Me gusta fotografiar cosas pequeñas. Siento una atracción especial por los insectos y, entre estos, por las mariposas. Una vez un joven de la iglesia me regaló la crisálida de una Danaus Plexippus. La llevé a casa, la coloqué en un recipiente adecuado y durante varios días esperé a que naciera.

Pero algo estaba mal, pues cuando se cumplió el tiempo indicado, en lugar de nacer una mariposa Monarca, lo que sorpresivamente salió de la crisálida, por un pequeño orificio, fue un grupo de pequeñas avispas negras. La madre de estas había depositado sus huevos en la joven pupa para que sus hijos se nutrieran de ella matando así a la futura mariposa.
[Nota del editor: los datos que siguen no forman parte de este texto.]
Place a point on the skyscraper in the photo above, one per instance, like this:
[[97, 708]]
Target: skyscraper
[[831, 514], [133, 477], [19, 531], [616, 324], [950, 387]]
Era el típico caso de parasitismo de Hymenópteras en Lepidópteras. Yo esperaba que naciera una Monarca, anhelaba ese día para hacer la fotografía… ¡Pero nacieron avispas!

Algo parecido, pero con unas terribles implicaciones no materiales sino espirituales, ocurrió con la nación escogida por el Señor. Él había removido la tierra, quitado las piedras y plantado semillas de la mejor calidad; esperaba, por lo tanto que Sus hijos produjeran uvas dulces, pero sólo cosechó de ellos uvas ácidas.

Igualmente en nosotros, Dios por medio de Su Espíritu Santo, ha sembrado en nuestros espíritus semillas de amor, de gozo, de paz, de paciencia, de benignidad, de fe, de mansedumbre y de dominio propio, y espera cosechar de nosotros el fruto de esas semillas. Lamentablemente, muchas veces Él sólo encuentra frutos malos, resultados que no esperaba.

“Señor: No quiero dar frutos malos ni decepcionarte. Ayúdame a no hacerlo. Deseo producir solo frutos que glorifiquen tu santo nombre y que te agraden en todo».